Section 337 investigations at the International Trade Commission frequently involve a number of small foreign respondents, and when they do, many will default. In Certain Digital Photo Frames and Image Display Devices and Components Thereof (Inv. 337-807), the Commission recently issued a notice requiring Complainant Technology Properties Limited (TPL) to provide more detail regarding its request for relief against a defaulting foreign respondent.

Background: The complaint named 20 respondents including one named Aiptek International, Inc., of Taiwan. Aiptek failed to respond to the complaint and notice of investigation, and on December 22, 2011, the presiding ALJ found Aiptek in default. On January 9, 2012, the Commission issued a notice that it was not reviewing this decision.

On March 8, 2012, the complainant filed a declaration requesting immediate relief against Aiptek. On April 9, the Commission issued a notice requesting briefing on what should be the appropriate remedy, whether there were public interest concerns, and how much the bond imposed on imports of Aiptek’s products during the presidential review period should be. TPL submitted responsive briefing on April 23; no other submissions were received (OUII is not participating in this investigation).

Request for relief: TPL requested a limited exclusion order and a cease and desist order as to Aiptek, arguing with respect to the latter that the Commission should infer the presence of commercially significant inventory (the presence of which is required before the Commission will issue a C&D). With respect to bonding, complainant argued that the statute referred only to imports under bond being allowed under subsection 1337(f) and since the exclusion order as to defaulting Aiptek would be under subsection 1337(g), no imports under bond should be allowed. Finally, TPL asserted there were no public interest concerns with excluding Aiptek’s products.

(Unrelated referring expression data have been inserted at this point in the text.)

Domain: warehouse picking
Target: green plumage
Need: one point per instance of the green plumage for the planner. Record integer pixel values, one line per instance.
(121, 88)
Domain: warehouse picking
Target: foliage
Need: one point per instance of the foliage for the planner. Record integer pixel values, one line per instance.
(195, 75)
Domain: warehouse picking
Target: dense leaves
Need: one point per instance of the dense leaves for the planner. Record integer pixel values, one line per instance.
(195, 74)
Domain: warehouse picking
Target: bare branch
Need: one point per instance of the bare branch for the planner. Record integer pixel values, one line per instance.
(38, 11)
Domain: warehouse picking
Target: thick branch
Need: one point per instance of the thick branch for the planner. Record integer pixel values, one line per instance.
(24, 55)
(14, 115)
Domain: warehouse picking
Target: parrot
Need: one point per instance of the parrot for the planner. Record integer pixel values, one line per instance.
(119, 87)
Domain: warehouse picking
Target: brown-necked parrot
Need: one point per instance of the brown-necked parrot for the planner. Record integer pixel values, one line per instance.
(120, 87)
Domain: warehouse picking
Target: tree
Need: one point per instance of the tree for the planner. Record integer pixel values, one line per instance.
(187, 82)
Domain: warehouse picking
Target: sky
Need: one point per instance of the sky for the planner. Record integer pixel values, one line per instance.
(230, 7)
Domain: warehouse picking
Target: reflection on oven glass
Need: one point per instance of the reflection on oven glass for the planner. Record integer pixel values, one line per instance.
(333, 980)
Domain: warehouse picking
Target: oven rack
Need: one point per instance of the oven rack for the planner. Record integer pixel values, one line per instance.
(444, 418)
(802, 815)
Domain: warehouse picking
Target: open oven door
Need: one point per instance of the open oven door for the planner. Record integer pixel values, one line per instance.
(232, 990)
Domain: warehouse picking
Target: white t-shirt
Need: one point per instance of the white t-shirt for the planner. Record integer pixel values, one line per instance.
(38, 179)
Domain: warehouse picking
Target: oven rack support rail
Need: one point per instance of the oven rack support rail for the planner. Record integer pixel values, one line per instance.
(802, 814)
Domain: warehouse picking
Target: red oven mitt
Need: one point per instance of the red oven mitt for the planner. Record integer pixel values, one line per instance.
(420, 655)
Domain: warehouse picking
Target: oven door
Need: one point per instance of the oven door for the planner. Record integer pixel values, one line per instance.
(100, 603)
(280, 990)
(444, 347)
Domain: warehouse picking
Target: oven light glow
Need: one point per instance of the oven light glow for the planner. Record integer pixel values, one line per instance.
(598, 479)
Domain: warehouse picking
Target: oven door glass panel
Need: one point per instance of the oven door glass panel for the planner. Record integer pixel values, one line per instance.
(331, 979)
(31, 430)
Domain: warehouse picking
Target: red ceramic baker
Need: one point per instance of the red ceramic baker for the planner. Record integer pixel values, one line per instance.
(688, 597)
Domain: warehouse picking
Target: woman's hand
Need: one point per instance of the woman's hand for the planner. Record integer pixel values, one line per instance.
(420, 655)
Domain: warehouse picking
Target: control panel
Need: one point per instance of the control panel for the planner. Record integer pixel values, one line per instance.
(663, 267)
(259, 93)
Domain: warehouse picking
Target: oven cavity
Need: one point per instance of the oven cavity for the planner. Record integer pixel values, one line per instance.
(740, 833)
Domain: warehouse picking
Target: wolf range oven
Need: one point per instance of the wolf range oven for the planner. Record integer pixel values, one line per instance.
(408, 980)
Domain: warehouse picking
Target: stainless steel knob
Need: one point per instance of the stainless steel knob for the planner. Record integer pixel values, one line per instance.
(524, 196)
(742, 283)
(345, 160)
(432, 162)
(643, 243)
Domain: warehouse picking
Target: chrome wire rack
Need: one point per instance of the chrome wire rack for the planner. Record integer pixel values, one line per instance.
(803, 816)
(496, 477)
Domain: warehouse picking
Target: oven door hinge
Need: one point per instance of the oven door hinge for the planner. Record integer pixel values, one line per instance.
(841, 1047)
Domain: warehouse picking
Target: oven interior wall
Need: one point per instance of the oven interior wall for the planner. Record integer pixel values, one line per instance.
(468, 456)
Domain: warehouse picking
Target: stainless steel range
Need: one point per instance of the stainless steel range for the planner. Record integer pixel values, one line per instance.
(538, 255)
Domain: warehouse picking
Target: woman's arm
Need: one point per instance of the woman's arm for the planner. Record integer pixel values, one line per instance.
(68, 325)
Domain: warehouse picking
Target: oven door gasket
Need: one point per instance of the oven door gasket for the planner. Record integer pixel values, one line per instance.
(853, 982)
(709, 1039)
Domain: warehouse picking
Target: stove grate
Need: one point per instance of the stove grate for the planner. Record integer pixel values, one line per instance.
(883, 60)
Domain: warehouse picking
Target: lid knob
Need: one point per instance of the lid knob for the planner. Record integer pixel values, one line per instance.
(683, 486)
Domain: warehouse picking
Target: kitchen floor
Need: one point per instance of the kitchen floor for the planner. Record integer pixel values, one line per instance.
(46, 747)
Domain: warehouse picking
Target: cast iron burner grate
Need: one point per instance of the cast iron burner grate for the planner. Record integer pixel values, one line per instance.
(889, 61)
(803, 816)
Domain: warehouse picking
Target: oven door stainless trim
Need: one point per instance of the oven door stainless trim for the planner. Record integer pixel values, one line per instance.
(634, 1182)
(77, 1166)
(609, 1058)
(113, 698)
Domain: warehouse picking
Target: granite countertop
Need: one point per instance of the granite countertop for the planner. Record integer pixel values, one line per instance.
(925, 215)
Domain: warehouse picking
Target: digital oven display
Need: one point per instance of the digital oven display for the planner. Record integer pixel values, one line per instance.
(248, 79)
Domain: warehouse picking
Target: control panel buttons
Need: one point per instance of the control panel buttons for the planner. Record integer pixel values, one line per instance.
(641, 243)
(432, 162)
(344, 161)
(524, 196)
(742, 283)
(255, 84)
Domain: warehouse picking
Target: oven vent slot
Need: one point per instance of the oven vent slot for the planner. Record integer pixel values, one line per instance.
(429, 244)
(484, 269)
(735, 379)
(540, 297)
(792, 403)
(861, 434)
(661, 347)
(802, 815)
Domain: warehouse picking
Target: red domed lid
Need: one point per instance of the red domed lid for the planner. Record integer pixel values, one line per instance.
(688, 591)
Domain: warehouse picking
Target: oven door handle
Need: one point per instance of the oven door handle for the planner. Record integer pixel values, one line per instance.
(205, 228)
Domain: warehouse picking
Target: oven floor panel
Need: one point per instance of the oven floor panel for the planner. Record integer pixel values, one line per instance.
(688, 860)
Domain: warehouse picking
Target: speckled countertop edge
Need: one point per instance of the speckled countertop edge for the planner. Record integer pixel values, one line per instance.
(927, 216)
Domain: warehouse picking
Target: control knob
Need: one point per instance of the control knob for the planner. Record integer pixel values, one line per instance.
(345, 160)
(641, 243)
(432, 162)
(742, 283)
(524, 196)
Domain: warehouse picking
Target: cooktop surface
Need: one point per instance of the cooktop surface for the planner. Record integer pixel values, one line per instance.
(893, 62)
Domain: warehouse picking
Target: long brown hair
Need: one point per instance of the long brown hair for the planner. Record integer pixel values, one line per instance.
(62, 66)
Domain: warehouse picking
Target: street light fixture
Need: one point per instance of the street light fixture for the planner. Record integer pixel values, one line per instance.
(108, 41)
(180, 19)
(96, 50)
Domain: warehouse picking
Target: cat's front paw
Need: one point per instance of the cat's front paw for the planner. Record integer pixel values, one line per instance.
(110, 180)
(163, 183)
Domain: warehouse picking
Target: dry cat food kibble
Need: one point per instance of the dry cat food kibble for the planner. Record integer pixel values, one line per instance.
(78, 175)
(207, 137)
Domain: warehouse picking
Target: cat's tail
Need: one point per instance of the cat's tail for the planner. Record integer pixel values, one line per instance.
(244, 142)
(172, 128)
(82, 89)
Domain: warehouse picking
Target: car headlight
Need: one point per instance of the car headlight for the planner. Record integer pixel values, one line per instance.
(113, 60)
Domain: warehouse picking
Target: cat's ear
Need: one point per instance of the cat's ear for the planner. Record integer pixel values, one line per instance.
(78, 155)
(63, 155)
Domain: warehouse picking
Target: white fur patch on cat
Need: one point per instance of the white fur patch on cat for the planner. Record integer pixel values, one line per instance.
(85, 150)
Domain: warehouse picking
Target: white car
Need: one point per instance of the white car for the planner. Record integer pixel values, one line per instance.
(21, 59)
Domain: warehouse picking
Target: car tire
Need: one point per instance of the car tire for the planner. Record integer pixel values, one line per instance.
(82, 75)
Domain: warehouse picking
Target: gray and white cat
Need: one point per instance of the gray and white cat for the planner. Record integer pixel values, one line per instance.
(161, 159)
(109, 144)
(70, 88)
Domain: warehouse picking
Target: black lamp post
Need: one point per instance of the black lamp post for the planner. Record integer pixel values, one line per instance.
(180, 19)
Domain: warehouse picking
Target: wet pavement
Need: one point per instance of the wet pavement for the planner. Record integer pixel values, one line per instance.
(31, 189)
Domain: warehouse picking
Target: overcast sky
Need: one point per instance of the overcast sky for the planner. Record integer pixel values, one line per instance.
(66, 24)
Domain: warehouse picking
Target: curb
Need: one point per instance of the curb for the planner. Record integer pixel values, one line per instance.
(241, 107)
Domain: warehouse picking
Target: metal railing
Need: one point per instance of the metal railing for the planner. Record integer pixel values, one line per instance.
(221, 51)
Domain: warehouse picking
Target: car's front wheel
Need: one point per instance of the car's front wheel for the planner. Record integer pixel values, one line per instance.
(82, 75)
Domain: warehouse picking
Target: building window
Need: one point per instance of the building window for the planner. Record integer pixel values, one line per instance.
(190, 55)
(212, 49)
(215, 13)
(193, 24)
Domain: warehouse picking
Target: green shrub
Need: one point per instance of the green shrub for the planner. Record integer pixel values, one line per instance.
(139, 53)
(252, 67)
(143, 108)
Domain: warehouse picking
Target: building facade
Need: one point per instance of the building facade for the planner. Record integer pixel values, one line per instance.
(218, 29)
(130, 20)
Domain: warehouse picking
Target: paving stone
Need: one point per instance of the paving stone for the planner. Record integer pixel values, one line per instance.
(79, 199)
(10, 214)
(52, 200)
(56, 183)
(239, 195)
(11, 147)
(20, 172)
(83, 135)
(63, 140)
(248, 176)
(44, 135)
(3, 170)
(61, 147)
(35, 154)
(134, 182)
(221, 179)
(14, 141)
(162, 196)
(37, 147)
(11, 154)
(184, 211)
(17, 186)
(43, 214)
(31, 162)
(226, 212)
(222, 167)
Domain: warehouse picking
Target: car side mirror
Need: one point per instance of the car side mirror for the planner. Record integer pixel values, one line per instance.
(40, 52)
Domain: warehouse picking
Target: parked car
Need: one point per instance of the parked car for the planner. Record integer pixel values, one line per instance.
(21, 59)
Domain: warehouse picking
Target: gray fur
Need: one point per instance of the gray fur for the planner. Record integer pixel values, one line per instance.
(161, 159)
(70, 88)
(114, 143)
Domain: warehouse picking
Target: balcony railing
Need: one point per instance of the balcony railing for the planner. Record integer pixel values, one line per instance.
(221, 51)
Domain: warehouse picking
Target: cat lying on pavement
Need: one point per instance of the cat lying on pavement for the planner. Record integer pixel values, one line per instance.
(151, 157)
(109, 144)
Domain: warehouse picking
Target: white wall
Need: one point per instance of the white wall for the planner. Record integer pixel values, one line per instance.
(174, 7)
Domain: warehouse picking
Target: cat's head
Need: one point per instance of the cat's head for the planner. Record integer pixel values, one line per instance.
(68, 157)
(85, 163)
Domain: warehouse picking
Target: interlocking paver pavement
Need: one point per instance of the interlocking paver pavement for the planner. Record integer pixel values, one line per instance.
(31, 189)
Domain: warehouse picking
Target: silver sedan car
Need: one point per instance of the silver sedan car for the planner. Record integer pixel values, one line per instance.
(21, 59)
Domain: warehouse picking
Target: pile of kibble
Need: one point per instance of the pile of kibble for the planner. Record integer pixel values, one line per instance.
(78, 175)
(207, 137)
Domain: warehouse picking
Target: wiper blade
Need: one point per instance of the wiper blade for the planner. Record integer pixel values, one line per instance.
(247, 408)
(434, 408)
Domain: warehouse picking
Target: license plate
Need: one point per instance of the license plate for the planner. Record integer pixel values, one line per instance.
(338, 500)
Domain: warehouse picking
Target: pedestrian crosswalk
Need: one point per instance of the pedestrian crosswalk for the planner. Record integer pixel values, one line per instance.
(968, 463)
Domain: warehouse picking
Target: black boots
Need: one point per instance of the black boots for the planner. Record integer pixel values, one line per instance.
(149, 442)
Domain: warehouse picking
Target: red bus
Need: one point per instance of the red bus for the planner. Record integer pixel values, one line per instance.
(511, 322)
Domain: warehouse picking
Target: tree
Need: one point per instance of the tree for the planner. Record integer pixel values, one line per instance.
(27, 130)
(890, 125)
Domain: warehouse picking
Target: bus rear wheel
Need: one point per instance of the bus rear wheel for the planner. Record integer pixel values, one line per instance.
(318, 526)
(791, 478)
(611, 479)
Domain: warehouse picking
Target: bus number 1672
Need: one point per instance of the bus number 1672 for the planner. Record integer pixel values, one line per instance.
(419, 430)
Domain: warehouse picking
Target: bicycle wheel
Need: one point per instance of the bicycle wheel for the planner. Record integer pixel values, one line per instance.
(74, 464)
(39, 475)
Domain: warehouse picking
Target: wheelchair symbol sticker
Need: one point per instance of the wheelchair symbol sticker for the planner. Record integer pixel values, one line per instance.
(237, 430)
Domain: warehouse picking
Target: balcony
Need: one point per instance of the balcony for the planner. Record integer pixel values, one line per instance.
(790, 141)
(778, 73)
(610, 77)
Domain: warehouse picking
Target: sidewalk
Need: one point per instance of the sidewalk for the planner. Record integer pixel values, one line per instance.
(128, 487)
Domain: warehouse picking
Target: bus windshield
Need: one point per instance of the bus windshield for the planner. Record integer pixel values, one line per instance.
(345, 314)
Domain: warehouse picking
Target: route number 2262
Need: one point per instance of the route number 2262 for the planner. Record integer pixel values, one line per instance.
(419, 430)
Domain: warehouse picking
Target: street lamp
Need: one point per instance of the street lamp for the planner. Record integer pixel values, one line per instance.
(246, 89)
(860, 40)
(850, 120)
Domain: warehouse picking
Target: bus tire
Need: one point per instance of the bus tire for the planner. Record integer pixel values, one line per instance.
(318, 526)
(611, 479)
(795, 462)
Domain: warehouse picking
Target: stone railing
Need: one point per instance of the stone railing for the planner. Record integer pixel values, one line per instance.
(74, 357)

Commission’s questions: The Commission basically said “not so fast” and has asked TPL (and any other interested party) to answer the following questions:

  1. In light of the fact that the nondefaulting respondents remaining in the investigation are contesting validity and/or enforceability of the patents asserted against Aiptek, what (if any) special circumstances warrant issuing an exclusion order against Aiptek?
  2. What evidence is there that Aiptek maintains a commercially significant inventory in the US or otherwise has domestic ties sufficient to warrant imposition of a C&D as to a foreign respondent?
  3. What evidence does the complainant rely on to satisfy its burden to show a particular nonzero bond is warranted?

Meaning:

  1. Question 1 doesn’t look particularly new but shows that the Commission is not inclined to issue exclusion orders that it may have to rescind later should the patent be proven invalid or unenforceable. When the Commission issued its current rules, it indicated that it wanted to retain flexibility with respect to when to grant relief to defaulters. “Generally there are sound reasons for waiting until the end of the investigation before issuing limited relief against defaulting respondents.” 57 Fed. Reg. 52830, 52837 (November 5, 1992).
  2. Question 2 is interesting in that the Commission is indicating it will not follow the practice it used in Agricultural Tractors (Inv. 337-486; which TPL argued it should follow), where it said it was inferring that a defaulting respondent had a commercially significant inventory. A probable key reason is that the defaulter in Tractors was domestic but Aiptek is foreign. The Commission has always been sensitive about issuing cease and desist orders that arguably reach activities outside of US territory and would issue such an order to a foreign respondent only as to that respondent’s activities in the US.
  3. Question 3 doesn’t really stem from TPL’s request. TPL didn’t argue for a particular bond; it said imports under bond shouldn’t be allowed at all. It appears that the Commission understood TPL’s request for a 100% bond in the event the Commission disagreed with TPL’s notion that no imports under bond should be allowed (and it appears it has).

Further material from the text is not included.